IMPROVED INDOOR POSITIONING TECHNIQUE BASED ON A GEOGRAPHIC WEIGHTED REGRESSION

A. Gholami, P. Pahlavani, S. Azimi, and S. Shakibi

Keywords: Indoor Positioning, GWR, RSSI, Fingerprinting, Wi-Fi, Genetic Algorithm

Abstract. As technology and science develops and the coming of new equipment’s, standards and different waves spread. Each of these standards and technologies have involved in indoor positioning by various scholars. Various methods have been developed based on different systems, all of which are based on specific methods and concepts.

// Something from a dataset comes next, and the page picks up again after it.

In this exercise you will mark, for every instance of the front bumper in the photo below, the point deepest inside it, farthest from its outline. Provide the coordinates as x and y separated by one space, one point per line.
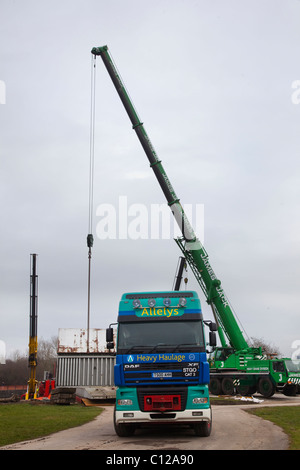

The research tries to do indoor positioning using local Wi-Fi fingerprints and signals. To reduce the error to collect local fingerprints, RSS values are recorded in 4 directions and two times. Geographic weighted regression method has been used to train the network. In this research, a genetic algorithm is used to select the appropriate parameters. Ultimately, the accuracy of the model has reached 1.76 cm. The results show that the increase in the number of access points does not affect the accuracy of position determination, but the choice of the effective access point will be effective in reducing the error.